1

For a string like:

"The temperature today is 30.8 degrees celsius."

How do I remove the full stop, especially for a longer string involving multiple sentences and decimal points?

I do know that there are similar questions posted, but it was in javascript or c#. As a beginner in programming as a whole, I don't really get the symbols they used nor how to translate it to Python.

CipherBot
  • 113
  • 5
  • 1
    I am not a python master, but this regular expression will help.. ([^\d]\.) Use this regex to find out all DOTS that does not appear within numbers like 98.456 but appears within texts like ss.ss Here is a post from stackoverflow on how to use regex to replace strings https://stackoverflow.com/questions/5658369/how-to-input-a-regex-in-string-replace – Rakesh Mehta Apr 06 '20 at 13:03
  • 2
    As @RakeshMehta mentioned, regex is probably the way you want to go. Just keep in mind sometimes, context matters. For example, the sentences `Today I am 30.8 days after today is my birthday.` Would qualify as a decimal in everything except for context. Granted, there should be a space before 8 but if your program accepts any input, there would be nothing preventing this from being parsed as a decimal. – Axe319 Apr 06 '20 at 13:12

1 Answers1

1

One quick solution could indeed be a regular expression as suggested in the comments if you can afford to look-up all your data and see what easy rule would be sufficient.

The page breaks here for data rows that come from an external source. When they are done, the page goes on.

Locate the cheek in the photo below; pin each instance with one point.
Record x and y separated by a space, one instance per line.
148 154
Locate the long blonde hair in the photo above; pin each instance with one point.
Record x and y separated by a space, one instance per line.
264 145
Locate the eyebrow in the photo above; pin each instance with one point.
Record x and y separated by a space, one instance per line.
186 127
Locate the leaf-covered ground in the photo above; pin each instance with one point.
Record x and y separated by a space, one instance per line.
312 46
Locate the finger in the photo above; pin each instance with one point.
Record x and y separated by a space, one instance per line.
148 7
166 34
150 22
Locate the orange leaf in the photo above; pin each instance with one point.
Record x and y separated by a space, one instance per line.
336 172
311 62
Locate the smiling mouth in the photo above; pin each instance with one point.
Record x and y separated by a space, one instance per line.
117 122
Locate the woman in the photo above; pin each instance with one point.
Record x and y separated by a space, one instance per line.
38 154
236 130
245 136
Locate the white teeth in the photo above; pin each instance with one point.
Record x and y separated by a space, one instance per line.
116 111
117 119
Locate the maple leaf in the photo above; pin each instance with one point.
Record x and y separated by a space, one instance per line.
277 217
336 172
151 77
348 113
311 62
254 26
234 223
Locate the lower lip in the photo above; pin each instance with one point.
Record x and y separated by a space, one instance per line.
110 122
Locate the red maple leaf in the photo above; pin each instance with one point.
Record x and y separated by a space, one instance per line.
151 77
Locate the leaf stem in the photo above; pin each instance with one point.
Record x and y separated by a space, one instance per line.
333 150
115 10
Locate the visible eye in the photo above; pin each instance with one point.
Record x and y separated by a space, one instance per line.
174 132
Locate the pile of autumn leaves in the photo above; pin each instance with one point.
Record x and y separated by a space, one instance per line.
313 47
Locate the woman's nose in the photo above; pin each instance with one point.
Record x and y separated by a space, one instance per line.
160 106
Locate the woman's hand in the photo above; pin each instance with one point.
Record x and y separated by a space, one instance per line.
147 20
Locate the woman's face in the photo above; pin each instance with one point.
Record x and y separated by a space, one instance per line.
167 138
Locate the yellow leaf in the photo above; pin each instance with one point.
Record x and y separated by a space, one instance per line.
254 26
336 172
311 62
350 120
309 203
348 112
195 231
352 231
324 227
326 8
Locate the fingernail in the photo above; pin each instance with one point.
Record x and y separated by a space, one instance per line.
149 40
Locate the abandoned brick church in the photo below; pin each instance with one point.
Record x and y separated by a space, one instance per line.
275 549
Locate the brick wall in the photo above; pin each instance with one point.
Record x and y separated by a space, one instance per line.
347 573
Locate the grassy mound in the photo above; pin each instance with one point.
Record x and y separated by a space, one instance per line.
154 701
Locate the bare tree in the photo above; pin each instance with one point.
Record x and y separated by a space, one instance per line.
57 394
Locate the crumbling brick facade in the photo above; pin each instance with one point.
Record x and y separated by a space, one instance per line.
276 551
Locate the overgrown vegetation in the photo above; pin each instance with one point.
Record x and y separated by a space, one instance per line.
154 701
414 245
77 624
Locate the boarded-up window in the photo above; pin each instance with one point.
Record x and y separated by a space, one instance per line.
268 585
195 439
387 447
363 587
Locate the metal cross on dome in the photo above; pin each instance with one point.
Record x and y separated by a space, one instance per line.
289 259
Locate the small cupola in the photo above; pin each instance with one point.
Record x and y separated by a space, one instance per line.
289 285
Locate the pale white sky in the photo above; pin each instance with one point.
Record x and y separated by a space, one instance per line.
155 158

If you have a lot of variety in your data, take advantage of a proxy task: sentence tokenization. In fact, if you manage to split sentences, you're basically done.

For that, don't reinvent the wheel, use available sentence tokenizers:

>>> from nltk.tokenize.punkt import PunktSentenceTokenizer                                                                               
>>> tokenizer = PunktSentenceTokenizer()   
>>> sentences = tokenizer.tokenize("The temperature today is 30.8 degrees celsius. However yesterday at 12:00 A.M., M. John said it was 27.1 degrees.") 
>>> print(sentences)
['The temperature today is 30.8 degrees celsius.',
 'However yesterday at 12:00 A.M., M. John said it was 27.1 degrees.']

Getting rid of full stops becomes very easy: just remove the final dot if there's one:

>>> print([s[:-1] for s in sentences if s.endswith(".") else s])            
['The temperature today is 30.8 degrees celsius', 
 'However yesterday at 12:00 A.M., M. John said it was 27.1 degrees']

Hope that helps.

arnaud
  • 3,293
  • 1
  • 10
  • 27